Pollack specialized in atmospheric science, especially the atmospheres of Mars and Venus. He investigated the possibility of terraforming Mars, the extinction of the dinosaurs and the possibility of nuclear winter since the 1980s with Christopher McKay and Sagan. The work of Pollack et al. (1996) on the formation of giant planets ("core accretion paradigm") is seen today as the standard model.

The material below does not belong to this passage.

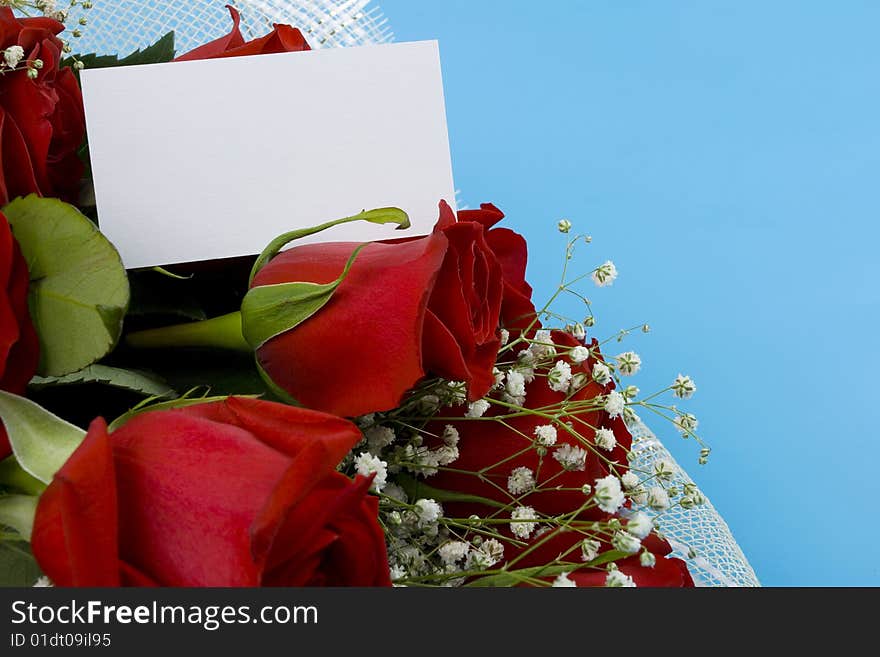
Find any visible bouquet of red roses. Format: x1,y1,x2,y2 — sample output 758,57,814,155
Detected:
0,3,708,586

He explored the weather on Mars using data from the Mariner 9 spacecraft and the Viking mission. On this he based ground-breaking computer simulations of winds, storms, and the general climate on that planet. An overview of Pollack's scientific vita is given in the memorial talk "James B. Pollack: A Pioneer in Stardust to Planetesimals Research" held at an Astronomical Society of the Pacific 1996 symposium.

He was a recipient of the Gerard P. Kuiper Prize in 1989 for outstanding lifetime achievement in the field of planetary science. Pollack died at his home in California in 1994 from a rare form of spinal cancer, at age 55.

A crater on Mars was named in his honor.